Would somebody smarter than me explain why the flame here is so blue/yellow? I was under the impression that Hydrolox engines tend to have nearly transparent blue exhaust? I suppose it must be the glow from kicked up dust?
Earlier this year, Blue Origin’s #BE7 lunar lander engines program completed another successful Thrust Chamber Assembly hotfire test campaign at @NASA_Marshall. To date, the campaign has completed a total of 92 tests for 3,347 cumulative seconds of hotfire.
Last week, our BE-7 team conducted another successful Thrust Chamber Assembly (TCA) test at NASA Marshall Space Flight Center Test Stand 116. Our tests on an upgraded TCA bring our cumulative test time to more than 4000 seconds, and we are on track in our engine development path.
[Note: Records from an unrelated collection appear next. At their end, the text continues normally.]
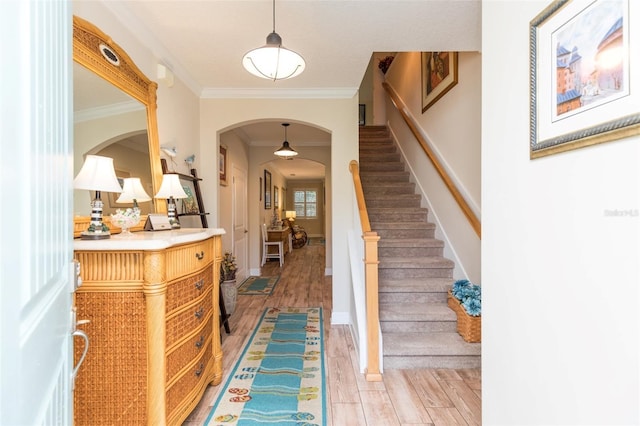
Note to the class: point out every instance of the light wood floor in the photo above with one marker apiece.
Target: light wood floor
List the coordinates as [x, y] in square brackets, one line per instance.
[415, 397]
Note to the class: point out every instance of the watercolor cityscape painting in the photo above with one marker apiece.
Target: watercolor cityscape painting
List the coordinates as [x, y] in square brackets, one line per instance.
[591, 64]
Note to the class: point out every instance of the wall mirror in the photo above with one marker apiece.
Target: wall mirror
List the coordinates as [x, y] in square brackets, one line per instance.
[114, 116]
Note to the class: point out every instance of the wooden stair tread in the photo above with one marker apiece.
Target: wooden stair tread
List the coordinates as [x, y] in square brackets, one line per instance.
[417, 344]
[416, 312]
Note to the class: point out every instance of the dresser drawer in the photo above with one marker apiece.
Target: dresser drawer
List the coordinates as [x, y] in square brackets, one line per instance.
[183, 291]
[188, 258]
[194, 378]
[191, 317]
[185, 353]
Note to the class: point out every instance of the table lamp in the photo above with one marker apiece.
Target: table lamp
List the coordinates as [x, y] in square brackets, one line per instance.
[97, 174]
[171, 189]
[132, 192]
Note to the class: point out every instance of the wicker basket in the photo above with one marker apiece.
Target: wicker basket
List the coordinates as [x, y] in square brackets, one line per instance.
[468, 327]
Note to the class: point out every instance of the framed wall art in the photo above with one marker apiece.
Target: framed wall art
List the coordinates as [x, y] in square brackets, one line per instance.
[439, 75]
[584, 77]
[267, 190]
[222, 165]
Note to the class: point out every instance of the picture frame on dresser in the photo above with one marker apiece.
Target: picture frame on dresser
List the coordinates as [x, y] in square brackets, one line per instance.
[582, 72]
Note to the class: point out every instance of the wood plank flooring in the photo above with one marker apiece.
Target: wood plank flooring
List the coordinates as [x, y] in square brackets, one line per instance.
[404, 397]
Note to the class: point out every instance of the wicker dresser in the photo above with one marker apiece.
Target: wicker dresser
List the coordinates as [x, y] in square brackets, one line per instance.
[152, 305]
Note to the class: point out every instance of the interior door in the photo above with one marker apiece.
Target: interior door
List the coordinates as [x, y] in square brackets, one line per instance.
[240, 226]
[36, 234]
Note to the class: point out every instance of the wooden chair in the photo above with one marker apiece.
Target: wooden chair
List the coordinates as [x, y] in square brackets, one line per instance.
[265, 247]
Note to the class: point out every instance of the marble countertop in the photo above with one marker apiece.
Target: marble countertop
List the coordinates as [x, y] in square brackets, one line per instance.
[148, 240]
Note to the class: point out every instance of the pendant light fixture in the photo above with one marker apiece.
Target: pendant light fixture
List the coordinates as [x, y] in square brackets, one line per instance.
[285, 150]
[273, 61]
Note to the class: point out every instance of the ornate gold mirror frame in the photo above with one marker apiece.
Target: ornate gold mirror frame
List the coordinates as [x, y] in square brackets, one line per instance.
[89, 43]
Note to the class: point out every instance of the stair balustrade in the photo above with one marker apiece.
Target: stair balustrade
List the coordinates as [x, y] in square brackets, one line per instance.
[371, 238]
[448, 181]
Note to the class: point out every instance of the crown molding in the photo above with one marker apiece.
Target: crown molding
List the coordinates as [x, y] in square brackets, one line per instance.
[302, 93]
[107, 111]
[147, 39]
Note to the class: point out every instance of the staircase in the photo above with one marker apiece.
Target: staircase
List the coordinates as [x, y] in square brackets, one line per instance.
[418, 328]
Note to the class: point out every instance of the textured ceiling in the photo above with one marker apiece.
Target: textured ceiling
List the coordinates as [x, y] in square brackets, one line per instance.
[203, 41]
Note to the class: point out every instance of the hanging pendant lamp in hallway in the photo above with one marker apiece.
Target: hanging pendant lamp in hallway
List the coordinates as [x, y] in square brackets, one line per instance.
[273, 61]
[285, 150]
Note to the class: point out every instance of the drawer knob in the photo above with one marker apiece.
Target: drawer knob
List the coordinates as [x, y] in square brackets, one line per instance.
[200, 341]
[200, 369]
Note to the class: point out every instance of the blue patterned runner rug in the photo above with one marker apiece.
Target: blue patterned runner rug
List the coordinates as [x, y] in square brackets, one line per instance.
[258, 285]
[279, 378]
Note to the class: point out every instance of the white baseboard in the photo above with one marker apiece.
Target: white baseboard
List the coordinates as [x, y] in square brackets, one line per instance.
[340, 318]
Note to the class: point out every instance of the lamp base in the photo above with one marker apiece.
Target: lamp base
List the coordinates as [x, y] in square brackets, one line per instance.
[86, 235]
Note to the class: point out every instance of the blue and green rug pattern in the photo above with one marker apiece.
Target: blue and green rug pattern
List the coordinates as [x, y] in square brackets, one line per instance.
[279, 378]
[258, 285]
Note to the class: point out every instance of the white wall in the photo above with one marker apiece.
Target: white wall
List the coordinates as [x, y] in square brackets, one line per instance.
[560, 276]
[237, 155]
[337, 116]
[452, 127]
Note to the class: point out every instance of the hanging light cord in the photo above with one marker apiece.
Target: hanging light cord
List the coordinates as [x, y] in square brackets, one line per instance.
[274, 16]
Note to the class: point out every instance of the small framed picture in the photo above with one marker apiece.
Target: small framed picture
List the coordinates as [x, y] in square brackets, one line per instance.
[439, 75]
[583, 65]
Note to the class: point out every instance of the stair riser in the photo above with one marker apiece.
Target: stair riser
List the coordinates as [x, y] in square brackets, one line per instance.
[388, 202]
[401, 215]
[375, 150]
[409, 251]
[405, 233]
[373, 177]
[404, 298]
[418, 326]
[412, 362]
[382, 167]
[379, 157]
[403, 273]
[377, 191]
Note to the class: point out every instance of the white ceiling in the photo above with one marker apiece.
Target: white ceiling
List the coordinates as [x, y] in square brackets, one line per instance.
[203, 41]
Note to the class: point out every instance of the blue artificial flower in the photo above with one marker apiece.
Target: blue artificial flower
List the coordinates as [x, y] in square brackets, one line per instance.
[473, 307]
[458, 288]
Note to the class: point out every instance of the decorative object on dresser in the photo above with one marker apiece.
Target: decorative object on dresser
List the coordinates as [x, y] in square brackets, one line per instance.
[193, 183]
[97, 174]
[153, 326]
[170, 190]
[132, 192]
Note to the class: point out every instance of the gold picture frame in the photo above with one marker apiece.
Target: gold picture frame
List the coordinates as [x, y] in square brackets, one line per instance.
[577, 98]
[439, 75]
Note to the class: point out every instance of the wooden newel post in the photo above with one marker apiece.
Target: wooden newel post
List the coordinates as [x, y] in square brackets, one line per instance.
[372, 372]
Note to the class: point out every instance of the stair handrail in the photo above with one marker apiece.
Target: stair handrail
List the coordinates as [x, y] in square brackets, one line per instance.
[371, 262]
[451, 186]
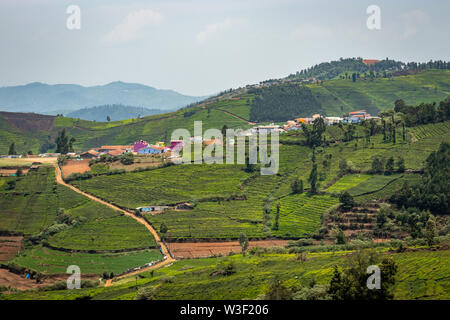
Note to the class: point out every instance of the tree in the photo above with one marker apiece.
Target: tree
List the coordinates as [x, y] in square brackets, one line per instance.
[339, 235]
[71, 142]
[314, 135]
[224, 131]
[127, 158]
[347, 201]
[63, 143]
[19, 172]
[390, 165]
[249, 167]
[343, 166]
[12, 149]
[351, 283]
[297, 186]
[401, 165]
[163, 228]
[243, 241]
[276, 225]
[146, 293]
[277, 291]
[313, 179]
[430, 230]
[377, 165]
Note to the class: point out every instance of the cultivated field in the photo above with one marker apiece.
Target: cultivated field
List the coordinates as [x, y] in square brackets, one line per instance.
[184, 250]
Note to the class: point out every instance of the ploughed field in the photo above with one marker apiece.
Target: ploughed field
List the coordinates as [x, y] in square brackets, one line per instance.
[422, 274]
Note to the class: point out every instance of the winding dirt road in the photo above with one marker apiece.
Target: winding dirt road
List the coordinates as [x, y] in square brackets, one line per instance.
[165, 250]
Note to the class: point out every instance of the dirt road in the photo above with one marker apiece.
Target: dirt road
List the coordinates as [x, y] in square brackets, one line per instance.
[164, 248]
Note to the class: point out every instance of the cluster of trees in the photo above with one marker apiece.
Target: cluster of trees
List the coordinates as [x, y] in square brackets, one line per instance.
[314, 135]
[389, 166]
[283, 102]
[423, 113]
[356, 281]
[432, 192]
[64, 144]
[330, 70]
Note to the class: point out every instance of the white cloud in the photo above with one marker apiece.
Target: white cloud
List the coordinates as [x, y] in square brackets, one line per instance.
[131, 26]
[212, 29]
[312, 31]
[412, 21]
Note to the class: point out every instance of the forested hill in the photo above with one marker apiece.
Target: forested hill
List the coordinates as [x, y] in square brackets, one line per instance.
[282, 102]
[236, 109]
[113, 113]
[346, 67]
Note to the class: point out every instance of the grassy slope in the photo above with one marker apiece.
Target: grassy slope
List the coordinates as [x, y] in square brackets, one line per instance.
[48, 261]
[421, 275]
[32, 206]
[431, 85]
[299, 216]
[380, 94]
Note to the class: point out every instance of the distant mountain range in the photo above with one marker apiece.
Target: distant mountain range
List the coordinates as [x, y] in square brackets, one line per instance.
[51, 99]
[113, 112]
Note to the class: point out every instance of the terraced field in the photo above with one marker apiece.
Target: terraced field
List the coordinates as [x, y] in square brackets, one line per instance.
[32, 206]
[225, 219]
[421, 275]
[389, 188]
[300, 215]
[348, 182]
[170, 185]
[375, 183]
[48, 261]
[109, 233]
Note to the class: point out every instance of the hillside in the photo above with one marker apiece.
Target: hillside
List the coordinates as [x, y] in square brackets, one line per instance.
[234, 109]
[43, 98]
[114, 112]
[338, 96]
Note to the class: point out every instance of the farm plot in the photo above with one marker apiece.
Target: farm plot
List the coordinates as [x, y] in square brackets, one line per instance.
[9, 247]
[75, 166]
[348, 182]
[112, 233]
[31, 204]
[169, 185]
[224, 219]
[375, 183]
[300, 215]
[421, 275]
[50, 261]
[206, 249]
[34, 203]
[389, 188]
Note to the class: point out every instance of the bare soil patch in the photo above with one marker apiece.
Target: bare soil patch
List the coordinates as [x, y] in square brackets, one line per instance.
[75, 166]
[29, 121]
[7, 172]
[20, 282]
[206, 249]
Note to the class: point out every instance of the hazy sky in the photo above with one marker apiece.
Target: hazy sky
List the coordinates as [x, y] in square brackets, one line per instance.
[199, 47]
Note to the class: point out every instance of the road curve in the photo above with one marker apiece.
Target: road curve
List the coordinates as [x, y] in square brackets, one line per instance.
[165, 250]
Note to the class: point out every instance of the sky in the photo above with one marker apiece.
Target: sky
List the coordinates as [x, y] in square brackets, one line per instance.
[200, 47]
This was a self-funded test as part of our campaign to advance our lunar capabilities, and we’re grateful for our @NASA_Marshall partners.
Looks like there is a new render of BE-7 in the latest Blue Origin video. Lot less spaghetti looking. Also looks like they are going with a throat gimbal.
TRW developed the LMDE on an extremely compressed schedule. Fortunately, there was plenty of hardware and a test-as-you-go philosophy that helped identify component problems early, before they could impact subassemblies and assemblies. Testing, of course, continued at the subassembly and assembly level.
2.5 years to perform an additional 2755 seconds of run time. An average 92 seconds of testing per month, or 3 seconds per day.Certainly NOT hardware rich. Which seems endemic to all their engine programs.